I was getting extremely bad execution. As I dug through all the records, which to be fair, have been pretty poor in this new infrastructure that I’ve been building over the last 3 months, I noticed that it was due to a few things:
Adding more size than that market’s capacity allowed (obviously).
As more markets were added, I added them to the pool of tradable assets, once again, completely disregarding capacity.
Crossing the spread with no controls.
Being too careless about margin requirements.
So enough is enough, I said, something had to be done…
As a side note, I’ve been trying to set time to strictly focus on signal/feature research efficiency. One of my priorities for this year, is to make the existent models more robust and also deploy new ones. But it seems that always something comes up. Hopefully after these last few days building the tools to be a bit smarter about trade execution, we can move on to better things.
Let’s analyze the costs I incurred in trading this new market. I’ve exported all of my data and will go through it bit by bit, and then we will go over what has been implemented, with this new learned experience. I can make mistakes, I make them often, as you can see, but I don’t accept making those same mistakes twice. That is not acceptable.
One interesting metric is the costs as a function of the allocation. We can see that it began began increasing a lot when we moved our size up, on the 24th of November.
However, now a question comes up:
But wait a second, how are the costs as a function of capital, scaling? Are you trading more often? Is the daily turnover higher now than it was before?
Well, yes and no. I should be having a similar amount of turnover as it was before, because nothing fundamentally changed about the strategy. But don’t take my word for it. My intuition could be wrong. Let’s take a look at the modeled turnover over time.
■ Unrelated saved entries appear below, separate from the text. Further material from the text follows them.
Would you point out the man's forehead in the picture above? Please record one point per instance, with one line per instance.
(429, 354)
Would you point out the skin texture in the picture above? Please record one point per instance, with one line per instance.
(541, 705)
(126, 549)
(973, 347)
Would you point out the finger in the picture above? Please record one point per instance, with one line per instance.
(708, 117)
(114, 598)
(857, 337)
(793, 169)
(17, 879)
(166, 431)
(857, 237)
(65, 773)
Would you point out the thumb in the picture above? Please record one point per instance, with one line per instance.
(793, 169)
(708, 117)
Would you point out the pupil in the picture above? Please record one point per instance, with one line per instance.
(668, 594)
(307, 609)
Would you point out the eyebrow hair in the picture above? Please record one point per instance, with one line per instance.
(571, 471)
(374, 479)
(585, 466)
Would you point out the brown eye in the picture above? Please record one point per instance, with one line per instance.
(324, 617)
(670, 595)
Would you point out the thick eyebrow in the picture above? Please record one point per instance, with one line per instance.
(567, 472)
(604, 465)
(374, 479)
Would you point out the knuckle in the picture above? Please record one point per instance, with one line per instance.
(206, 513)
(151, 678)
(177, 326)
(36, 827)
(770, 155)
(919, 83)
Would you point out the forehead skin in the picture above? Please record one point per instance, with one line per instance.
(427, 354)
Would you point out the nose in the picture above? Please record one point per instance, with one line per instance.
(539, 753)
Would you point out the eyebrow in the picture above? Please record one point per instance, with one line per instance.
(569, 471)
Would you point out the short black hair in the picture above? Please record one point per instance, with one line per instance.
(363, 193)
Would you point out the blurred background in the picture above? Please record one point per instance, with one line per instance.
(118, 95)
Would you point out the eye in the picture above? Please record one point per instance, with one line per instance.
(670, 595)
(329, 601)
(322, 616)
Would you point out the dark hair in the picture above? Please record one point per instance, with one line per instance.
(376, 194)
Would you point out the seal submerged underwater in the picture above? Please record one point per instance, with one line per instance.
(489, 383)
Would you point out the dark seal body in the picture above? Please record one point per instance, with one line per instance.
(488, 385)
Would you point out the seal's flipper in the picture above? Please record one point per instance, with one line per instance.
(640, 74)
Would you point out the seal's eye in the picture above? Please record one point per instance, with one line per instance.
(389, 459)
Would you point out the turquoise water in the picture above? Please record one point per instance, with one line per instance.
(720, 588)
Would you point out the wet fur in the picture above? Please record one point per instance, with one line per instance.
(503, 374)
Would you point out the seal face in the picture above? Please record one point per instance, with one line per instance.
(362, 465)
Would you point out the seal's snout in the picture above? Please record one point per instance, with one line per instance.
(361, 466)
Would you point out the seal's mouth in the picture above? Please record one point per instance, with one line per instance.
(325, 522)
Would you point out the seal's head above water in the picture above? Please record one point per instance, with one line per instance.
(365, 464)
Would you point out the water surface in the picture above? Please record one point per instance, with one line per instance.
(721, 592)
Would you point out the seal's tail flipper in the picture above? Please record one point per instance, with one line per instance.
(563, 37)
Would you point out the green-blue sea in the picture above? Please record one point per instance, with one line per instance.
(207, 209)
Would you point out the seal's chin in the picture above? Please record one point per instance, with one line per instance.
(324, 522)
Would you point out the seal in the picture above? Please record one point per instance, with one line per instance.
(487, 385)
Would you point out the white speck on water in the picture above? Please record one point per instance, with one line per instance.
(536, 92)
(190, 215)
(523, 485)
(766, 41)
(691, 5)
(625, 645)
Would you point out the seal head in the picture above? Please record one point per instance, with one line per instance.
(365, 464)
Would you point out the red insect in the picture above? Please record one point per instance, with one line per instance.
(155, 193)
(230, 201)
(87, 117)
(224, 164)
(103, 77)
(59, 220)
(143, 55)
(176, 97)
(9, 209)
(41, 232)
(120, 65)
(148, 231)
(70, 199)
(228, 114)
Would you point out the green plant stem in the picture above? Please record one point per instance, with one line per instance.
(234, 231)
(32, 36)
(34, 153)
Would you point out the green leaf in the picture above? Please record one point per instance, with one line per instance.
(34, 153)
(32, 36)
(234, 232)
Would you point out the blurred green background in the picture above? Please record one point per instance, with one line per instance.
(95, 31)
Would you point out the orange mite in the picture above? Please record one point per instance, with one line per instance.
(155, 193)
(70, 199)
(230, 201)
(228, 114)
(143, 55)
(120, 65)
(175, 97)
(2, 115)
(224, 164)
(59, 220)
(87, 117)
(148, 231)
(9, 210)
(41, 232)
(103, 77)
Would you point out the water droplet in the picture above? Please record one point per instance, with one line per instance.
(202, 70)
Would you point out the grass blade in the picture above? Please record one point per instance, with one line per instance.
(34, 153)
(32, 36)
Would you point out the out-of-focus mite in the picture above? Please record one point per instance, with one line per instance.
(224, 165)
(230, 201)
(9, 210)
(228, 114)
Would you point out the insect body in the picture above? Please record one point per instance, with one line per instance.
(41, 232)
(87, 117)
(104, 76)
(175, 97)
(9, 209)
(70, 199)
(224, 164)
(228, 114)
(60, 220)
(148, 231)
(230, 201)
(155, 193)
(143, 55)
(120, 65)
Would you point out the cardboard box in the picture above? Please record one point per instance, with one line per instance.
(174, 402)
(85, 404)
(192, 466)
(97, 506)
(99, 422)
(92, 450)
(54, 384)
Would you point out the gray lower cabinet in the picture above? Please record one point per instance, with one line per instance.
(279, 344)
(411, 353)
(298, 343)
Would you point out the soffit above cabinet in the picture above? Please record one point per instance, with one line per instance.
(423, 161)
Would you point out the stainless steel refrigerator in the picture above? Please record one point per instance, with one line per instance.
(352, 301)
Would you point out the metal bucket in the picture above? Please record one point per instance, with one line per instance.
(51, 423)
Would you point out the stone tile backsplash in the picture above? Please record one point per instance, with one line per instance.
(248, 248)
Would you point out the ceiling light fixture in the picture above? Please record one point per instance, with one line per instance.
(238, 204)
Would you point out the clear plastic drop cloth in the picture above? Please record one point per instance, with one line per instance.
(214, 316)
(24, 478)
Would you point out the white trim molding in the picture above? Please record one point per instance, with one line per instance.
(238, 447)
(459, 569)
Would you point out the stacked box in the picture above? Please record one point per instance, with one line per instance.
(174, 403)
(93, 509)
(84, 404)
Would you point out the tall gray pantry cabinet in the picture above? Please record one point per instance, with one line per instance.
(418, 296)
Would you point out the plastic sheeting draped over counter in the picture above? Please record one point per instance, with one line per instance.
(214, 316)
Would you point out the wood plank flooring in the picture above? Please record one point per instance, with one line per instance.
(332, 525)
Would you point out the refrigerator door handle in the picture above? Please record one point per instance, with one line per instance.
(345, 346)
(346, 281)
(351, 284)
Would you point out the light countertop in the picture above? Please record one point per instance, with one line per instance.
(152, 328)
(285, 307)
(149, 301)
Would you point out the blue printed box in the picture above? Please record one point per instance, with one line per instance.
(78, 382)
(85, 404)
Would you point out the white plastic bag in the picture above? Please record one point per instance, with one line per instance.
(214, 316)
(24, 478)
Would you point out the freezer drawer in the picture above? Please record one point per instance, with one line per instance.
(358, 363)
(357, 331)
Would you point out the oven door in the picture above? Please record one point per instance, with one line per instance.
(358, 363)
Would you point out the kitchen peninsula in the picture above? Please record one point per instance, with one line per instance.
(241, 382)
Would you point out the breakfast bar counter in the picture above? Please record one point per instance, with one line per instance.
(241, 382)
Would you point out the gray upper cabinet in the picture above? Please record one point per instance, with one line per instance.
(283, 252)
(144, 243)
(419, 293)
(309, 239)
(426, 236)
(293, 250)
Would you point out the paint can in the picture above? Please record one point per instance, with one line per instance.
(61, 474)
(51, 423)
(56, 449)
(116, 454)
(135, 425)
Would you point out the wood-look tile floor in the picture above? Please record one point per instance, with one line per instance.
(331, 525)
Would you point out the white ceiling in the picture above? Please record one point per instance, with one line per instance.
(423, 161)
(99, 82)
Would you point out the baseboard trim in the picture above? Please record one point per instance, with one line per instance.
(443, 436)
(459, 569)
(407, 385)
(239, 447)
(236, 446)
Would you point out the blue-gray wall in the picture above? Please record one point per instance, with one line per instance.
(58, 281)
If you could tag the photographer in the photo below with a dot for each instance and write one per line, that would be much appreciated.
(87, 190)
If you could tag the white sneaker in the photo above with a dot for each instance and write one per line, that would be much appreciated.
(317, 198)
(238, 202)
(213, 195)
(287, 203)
We can see that despite being an absurd amount, which we’ll get into later, it’s pretty stable, according to my estimates.
I think that the increase in costs comes from the fact that I was having way more “problems” than before. Now I was getting picked off, like this morning. I got liquidated at 1 am. I can’t show the chart without disclosing my wallet or the market I am trading, since it was pretty illiquid at the time. But it was becoming a regular occurrence being liquidated on a specific pair, for things external to my system, like someone manipulating price overnight. Real world trading type things, innit?